Scientists predicted the imminent extinction of all insects on Earth

Scientists predicted the imminent extinction of all insects on Earth

We can consider insects pests, but they play an important role on the planet are food for many other animals, pollinate plants and recycle substances.

Recent scientific review published in Biological Conservation, says a sharp decline in insect populations around the world — 40%.

In fact, it is the sixth major extinction on the planet, which has a tremendous impact on other life forms, the scientists write.

Worldwide decline of the entomofauna: A review of its drivers
Habitat loss by conversion to intensive agriculture is the main driver of the declines.
Agro-chemical pollutants, invasive species and climate change are additional causes.

— Doing Things Differently (@dtdchange) 11 Feb 2019.

In October 2018, a German research team announced that the insect population in the country declined by 77% between 1989 and 2016. Researchers from Puerto Rico reported a similar reduction compared to the 1970-ies. Review in Biological Conservation proves that it’s not local, but global trends.

In addition, the population decreased by 40%, a third of insect species on Earth is threatened with extinction. Biomass of insects on the planet is reduced by 2.5% per year.

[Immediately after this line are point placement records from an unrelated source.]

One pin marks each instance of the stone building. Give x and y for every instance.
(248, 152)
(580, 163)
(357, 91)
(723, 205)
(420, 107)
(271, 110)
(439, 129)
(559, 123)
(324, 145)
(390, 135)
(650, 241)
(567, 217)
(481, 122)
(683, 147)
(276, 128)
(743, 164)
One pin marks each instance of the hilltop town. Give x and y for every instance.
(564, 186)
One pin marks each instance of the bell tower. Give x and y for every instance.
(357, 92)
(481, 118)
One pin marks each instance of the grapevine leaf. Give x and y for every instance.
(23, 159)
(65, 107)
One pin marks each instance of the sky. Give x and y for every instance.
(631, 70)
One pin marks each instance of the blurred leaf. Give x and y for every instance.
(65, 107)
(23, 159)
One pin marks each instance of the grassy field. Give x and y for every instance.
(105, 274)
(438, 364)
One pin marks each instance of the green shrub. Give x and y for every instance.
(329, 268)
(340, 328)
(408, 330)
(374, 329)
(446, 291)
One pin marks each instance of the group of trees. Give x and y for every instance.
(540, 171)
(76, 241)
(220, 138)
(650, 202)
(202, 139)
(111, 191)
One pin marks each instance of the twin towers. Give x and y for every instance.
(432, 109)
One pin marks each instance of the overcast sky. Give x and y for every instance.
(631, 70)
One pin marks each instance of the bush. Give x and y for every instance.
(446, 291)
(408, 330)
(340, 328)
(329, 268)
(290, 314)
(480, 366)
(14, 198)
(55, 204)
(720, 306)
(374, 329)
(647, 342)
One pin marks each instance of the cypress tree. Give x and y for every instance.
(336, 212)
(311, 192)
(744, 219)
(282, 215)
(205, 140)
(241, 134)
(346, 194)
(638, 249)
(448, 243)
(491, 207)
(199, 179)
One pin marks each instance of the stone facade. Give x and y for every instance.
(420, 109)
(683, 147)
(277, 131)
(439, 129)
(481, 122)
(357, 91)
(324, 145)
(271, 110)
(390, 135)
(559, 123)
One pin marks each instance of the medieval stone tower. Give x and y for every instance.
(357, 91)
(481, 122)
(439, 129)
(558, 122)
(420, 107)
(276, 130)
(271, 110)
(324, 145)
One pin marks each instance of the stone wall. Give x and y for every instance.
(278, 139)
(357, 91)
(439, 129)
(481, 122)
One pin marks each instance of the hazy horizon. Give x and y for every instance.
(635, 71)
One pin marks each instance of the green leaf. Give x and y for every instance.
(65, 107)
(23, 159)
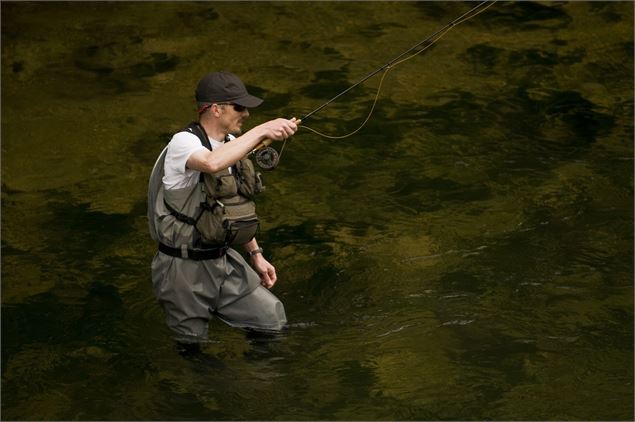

It is very fast. In 10 years we will have a quarter less in 50 years will be only half, and after 100 years, insects will not do.Francisco sánchez-Bayo, the University of Sydney Professor

Insects are the most numerous and (varied species) group of animals in the world and play a very important role in ecosystems. Therefore, this reduction cannot be ignored, the researchers say. It should encourage the governments of all countries to take decisive action to prevent the catastrophic collapse of natural ecosystems.

“The main reason for the extinction of insects is the intensification of agriculture, said Sanchez-Bayo. — This implies the elimination of trees and shrubs, which are usually surrounded by fields, so get the bare fields, which are processed with synthetic fertilizers and pesticides.”